Is a restraining order ever enough?

My best friend who lives in Oakland, CA called me over the weekend because her neighbor was violently murdered by an ex and stalker whom she had a restraining order against. Everyone knew he was crazy, she had kicked him to the curb, she had done everything within her legal right to stop him from coming near her.

Elnora Caldwell was always clear about what she wanted. And after a turbulent marriage, she wanted nothing to do with Robert Woods. The 46-year-old Oakland woman, a Nordstrom employee in downtown San Francisco known for her impeccable appearance, served Woods with divorce papers several weeks ago, relatives said, and filed for a restraining order. She told her landlord, “I kicked him to the curb.”
But police said Woods, a burly weight lifter who once worked for the city of Oakland, did not leave his estranged wife alone.
Woods fatally stabbed her Saturday evening in his black pickup and pushed her out on a road just off Highway 24 near the Orinda side of the Caldecott Tunnel in front of stunned motorists, authorities said.
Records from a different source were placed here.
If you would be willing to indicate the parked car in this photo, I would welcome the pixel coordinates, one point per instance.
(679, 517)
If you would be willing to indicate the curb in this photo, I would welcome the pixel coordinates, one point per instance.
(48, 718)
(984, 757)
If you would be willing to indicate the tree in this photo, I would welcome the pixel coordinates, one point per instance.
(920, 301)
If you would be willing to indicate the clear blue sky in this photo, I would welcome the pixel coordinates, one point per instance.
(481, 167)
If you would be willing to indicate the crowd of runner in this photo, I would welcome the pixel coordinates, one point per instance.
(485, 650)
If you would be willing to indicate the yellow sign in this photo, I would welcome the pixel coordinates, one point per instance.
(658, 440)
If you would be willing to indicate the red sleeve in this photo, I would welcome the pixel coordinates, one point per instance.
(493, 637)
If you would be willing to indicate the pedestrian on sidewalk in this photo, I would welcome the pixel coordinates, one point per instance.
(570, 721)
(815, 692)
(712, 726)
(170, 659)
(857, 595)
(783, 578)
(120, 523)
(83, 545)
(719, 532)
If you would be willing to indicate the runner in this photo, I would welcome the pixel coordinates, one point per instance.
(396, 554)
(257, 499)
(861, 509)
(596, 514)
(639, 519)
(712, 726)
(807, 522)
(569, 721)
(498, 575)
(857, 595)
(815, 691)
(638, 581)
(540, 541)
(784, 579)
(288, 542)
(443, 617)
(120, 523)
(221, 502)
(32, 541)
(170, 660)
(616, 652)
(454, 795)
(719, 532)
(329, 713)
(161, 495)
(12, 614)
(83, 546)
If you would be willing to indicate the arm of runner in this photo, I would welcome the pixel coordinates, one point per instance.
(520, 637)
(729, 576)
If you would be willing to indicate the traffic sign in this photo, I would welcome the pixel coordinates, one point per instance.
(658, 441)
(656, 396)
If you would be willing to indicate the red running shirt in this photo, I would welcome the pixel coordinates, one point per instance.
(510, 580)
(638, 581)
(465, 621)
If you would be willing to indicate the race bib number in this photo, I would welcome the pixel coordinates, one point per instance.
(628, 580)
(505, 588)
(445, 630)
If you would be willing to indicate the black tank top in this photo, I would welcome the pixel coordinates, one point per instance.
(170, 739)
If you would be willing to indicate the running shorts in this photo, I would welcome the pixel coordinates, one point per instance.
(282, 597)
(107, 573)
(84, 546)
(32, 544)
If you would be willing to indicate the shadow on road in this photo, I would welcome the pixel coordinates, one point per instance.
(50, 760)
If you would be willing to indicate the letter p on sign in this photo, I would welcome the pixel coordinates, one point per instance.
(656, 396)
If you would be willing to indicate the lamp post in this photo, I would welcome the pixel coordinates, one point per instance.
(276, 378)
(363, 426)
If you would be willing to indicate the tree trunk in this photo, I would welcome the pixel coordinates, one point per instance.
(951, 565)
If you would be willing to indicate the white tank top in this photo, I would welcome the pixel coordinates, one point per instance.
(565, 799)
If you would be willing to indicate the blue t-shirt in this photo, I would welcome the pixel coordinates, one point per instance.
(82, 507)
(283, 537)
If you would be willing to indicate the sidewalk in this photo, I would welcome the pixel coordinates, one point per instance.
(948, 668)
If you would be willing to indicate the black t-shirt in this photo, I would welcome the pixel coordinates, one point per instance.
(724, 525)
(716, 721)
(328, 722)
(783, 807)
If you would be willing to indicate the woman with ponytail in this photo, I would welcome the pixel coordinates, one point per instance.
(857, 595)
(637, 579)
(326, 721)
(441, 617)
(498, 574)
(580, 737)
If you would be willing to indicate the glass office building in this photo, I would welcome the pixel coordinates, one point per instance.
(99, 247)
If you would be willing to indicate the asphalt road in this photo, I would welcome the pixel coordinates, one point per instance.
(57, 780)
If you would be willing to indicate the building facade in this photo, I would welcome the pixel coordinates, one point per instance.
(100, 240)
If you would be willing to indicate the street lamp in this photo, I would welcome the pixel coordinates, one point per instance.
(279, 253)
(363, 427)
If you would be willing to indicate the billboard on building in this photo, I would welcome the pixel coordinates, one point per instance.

But see the problem is a restraining order doesn’t restrain someone who is psychotic, obsessed or just hates women which is usually at the root of most violence against women. Perhaps if the abusive person is a rational human being, than maybe it would work, but how many abusive people that are capable of taking someone’s life are rational?
A quarter of women experience domestic violence and the murder of women via intimate partner violence and homicide is the fourth leading cause of death for women of childbearing age and 1/3 of women murdered are by intimate partners. Yet all of the resources that are available to us do not effectively solve the problem, nor do they save lives. Where were the cops? Why was he not being patrolled or why was he not forced to relocate? Or why was he not put in rehabilitative services, counseling, anything? What does it take to take that kind of action? He has to kill her first?
Sorry to sound so frustrated, but when I had to leave my apt for a stalking incident I too was told that the only recourse I had for a man that lived under me and could get to my front door at any time of day or night, was to file a restraining order. I don’t think a piece of paper will actually stop a mentally ill person that hates women from doing what he is planning on doing. That is not how it works.
It is stories like this where theory meets action and I feel so at a loss for how to move forward or what words of solace to even offer. I don’t support the heavy policing of communities of color, I don’t support increased rates of incarceration and I support rehabilitation for all kinds of offenders, however, given the current conditions of the prison industrial complex, it is difficult to see any of that theory in action. Without policy based support for alternatives to rehabilitation for people committing domestic partner violence, what hope do we have?
My condolences to the family of Elnora Caldwell and the community surrounding her. Our thoughts are with you.
Update: They are considering the death penalty for the murderer.